ERIC North East reaches three million records milestone

17 February 2017

"...fantastic snapshot of the wildlife in the North East and long may it continue.”

Image: Grey seal with a tub gurnard in its mouth, submitted by David Jarema © David Jarema

A North East organisation which encourages wildlife enthusiasts to record their sightings has reached a major milestone.

The Environmental Records Information Centre North East (ERIC) now has over three million species records in its database. The achievement follows a huge injection of 200,000 records from Northumberland and Tyneside Bird Club.

The three-millionth record was a linnet, a type of finch which has seen a decline in Britain since the mid-20th century.

Paul Stevens, ERIC North East Coordinator, said:

“It feels like such an achievement to hit this milestone. The priceless contribution of many groups and individuals over the years has helped develop this fantastic snapshot of the wildlife in the North East and long may it continue.”

From daisies to seals, woodpeckers and racoons, the ERIC database consists of sightings of flora and fauna in the region, recorded by people from all walks of life.

ERIC has an online recording portal which anyone can use to log their wildlife sightings and create an environmental record by answering four simple questions: What did you see? When did you see it? Where did you see it? Who are you?

Ultimately, the vast database is used by academics, conservation professionals and Government bodies as a resource to shape ecological decisions about the area’s wildlife.

This current milestone is the result of thousands of hours’ work over several years, including the huge amount of time ERIC spends extracting and manipulating the data to make it useable for those who need it.

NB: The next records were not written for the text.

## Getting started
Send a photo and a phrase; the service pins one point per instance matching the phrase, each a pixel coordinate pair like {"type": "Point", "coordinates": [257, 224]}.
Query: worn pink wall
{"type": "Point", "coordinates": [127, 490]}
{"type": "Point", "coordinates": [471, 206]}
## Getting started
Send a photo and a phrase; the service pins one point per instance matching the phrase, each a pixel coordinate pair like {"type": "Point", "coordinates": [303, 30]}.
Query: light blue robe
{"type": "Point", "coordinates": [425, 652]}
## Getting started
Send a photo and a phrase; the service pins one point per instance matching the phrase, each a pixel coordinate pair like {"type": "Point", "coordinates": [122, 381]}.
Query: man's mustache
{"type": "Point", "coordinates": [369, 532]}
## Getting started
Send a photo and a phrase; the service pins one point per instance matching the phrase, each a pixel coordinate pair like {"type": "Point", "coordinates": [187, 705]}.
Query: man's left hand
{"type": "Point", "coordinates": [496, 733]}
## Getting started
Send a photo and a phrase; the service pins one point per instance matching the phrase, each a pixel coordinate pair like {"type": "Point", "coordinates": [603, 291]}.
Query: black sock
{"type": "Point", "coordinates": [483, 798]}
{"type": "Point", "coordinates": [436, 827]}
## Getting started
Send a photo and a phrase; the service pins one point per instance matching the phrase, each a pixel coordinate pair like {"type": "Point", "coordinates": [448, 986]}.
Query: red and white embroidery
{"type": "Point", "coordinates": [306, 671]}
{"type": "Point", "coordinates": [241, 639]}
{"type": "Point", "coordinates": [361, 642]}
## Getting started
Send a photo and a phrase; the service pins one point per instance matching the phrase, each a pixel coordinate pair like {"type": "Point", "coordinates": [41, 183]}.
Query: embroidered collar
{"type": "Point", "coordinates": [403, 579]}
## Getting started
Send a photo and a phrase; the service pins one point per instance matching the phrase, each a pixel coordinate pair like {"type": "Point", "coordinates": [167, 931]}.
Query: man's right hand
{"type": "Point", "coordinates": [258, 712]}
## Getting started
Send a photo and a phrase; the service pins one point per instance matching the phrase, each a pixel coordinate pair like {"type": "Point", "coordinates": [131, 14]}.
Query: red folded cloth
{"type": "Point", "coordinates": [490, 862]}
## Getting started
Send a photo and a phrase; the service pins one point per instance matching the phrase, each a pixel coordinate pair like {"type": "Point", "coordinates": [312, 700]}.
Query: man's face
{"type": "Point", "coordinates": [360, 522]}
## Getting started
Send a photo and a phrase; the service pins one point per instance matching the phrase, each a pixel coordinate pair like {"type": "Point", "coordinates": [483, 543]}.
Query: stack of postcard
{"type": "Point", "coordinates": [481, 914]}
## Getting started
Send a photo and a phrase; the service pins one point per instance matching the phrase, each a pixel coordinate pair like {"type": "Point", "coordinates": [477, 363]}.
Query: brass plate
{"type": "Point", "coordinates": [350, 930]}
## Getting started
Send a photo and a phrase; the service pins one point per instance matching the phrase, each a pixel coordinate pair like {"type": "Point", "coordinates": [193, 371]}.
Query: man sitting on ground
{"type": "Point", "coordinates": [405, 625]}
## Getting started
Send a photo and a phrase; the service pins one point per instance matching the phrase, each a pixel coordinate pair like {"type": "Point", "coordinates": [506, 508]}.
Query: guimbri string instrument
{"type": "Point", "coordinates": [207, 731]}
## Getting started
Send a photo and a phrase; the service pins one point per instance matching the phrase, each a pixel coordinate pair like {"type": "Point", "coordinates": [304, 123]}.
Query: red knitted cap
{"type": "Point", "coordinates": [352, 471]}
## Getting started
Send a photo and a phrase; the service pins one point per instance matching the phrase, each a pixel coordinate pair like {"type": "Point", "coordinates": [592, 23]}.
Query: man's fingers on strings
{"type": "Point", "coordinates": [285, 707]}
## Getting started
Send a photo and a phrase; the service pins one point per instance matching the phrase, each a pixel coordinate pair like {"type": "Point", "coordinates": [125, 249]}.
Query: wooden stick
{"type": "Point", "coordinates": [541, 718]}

Members of the public can visit and use the ‘log my wildlife sightings’ link to access the portal and contribute their sightings.

About ERIC North East

Environmental Records Information Centre North East (ERIC) collates wildlife information for the region to inform nature conservation, development planning and academic research. It also encourages people to take an active role in gathering information about the wildlife and landscapes of the North East. It is operated by Tyne & Wear Archives & Museums and based in the Great North Museum: Hancock, Newcastle upon Tyne.